O objetivo dos adesivos de microagulha, de acordo com os pesquisadores, era liberar a carga útil da medicação e, ao mesmo tempo, coletar amostras que poderiam ser utilizadas para rastrear a eficácia do tratamento. Após penetrar na pele, o ácido hialurônico faz com que as agulhas aumentem aproximadamente dez vezes, permitindo que elas absorvam o líquido intersticial da pele contendo células imunológicas e macromoléculas.

Os cientistas podem detectar o número de células T reguladoras e marcadores inflamatórios em amostras, analisando-os depois que o adesivo é removido. Isso pode ser útil para monitorar pacientes que podem receber esse tratamento no futuro.
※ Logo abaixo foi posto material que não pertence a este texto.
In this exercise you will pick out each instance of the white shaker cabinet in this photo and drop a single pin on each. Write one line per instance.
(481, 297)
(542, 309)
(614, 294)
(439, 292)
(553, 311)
Referências de periódicos:

  1. Nour Younis, Núria Puigmal, Abdallah El Kurdi et al., Entrega Microagulhada de Imunomoduladores Restaura o Privilégio Imunológico nos Folículos Pilosos e Reverte a Alopecia Mediada Imunologicamente. Materiais Avançados. DOI: 10.1002/adma.202312088
  2. Ribeiro, Márcia; Puigmal, Núria; Kurdi, Abdallah El; Badaoui, André; Zhang, Dongliang. A administração de imunomoduladores mediada por microagulhas restaura o privilégio imunológico nos folículos pilosos e reverte a alopecia mediada por imuno. Materiais Avançados. Papel.